Three students share the grand prize for using artificial intelligence (AI) to translate Pompeii scrolls found by an eighteenth-century Italian farmer.
The $700,000 Vesuvius Challenge grand prize was awarded by an international team of papyrologists (ancient paper specialists) to students Luke Farritor from the U.S., Youssef Nader from Egypt, and Julian Schilliger from Switzerland.
The students would successfully complete the task of being the first team to recover four passages, with a total of one-hundred-and-forty characters of the archaic writings.

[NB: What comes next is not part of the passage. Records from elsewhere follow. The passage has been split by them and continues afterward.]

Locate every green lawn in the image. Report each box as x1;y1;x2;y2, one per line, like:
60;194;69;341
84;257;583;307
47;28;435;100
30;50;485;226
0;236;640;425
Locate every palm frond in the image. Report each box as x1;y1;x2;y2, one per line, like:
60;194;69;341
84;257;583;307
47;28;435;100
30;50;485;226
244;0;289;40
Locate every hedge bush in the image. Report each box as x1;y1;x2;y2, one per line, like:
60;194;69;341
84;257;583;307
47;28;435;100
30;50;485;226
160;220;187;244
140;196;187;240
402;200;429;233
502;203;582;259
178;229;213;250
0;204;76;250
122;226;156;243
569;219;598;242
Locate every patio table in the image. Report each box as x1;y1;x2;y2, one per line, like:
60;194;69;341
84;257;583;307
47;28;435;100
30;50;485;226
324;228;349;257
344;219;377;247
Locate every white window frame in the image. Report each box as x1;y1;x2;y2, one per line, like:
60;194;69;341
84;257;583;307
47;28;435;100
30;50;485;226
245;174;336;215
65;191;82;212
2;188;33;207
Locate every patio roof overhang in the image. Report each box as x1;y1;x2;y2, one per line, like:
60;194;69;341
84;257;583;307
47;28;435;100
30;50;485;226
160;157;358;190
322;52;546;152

The work the students carried out sent waves across the world and did not escape the attention of arguably the world’s richest man, Elon Musk, who posted on his social media platform that he would back more translations of antique texts;
Musk Foundation will support this
— Elon Musk (@elonmusk) February 7, 2024
The scroll of Herculaneum
The scroll centered around the AI challenge was named after the place where it was discovered, the small Roman town of Herculaneum, which was destroyed in the catastrophe of the Vesuvius eruption.
The texts stayed trapped in carbon for 2,000 years under the mud, ash, and slag that amazingly completely covered the villa of Julius Caesar’s father-in-law.
Many attempts were made to open them, but most destroyed the fragile contents, with a monk taking the time to painstakingly unwrap some of them, revealing ancient Greek text.
Six hundred would remain undisturbed, according to the grand prize’s website, and would lead to the young students getting their chance to unlock this historic time-trapped text.
They would follow in the footsteps of Dr. Brent Seales and his research team from the University of Kentucky, who used X-ray tomography and computer vision to read the scrolls without cracking the contents open. Their work paved the path to the historic work conducted by the students.
Youssef Nadar would post on his personal site “I am eternally grateful to be a part of such an incredible community, and having the chance to contribute to something so amazing.”
He continued, “This work was built on the shoulders of giants, first and foremost Prof. Seales and his team (I pretty much had Stephen’s Thesis open at all times), many amazing papers by FAIR and DeepMind, and so many open contributions from the community.”
Nebraska’s own Luke Farritor would be the first human to lay eyes on the contents and the winner of the first text prize in 2023. You can view his initial submission via Google Drive.
The technology and historical world will be keeping a close eye on the work of the young students and where, in time, their translation journey will take them.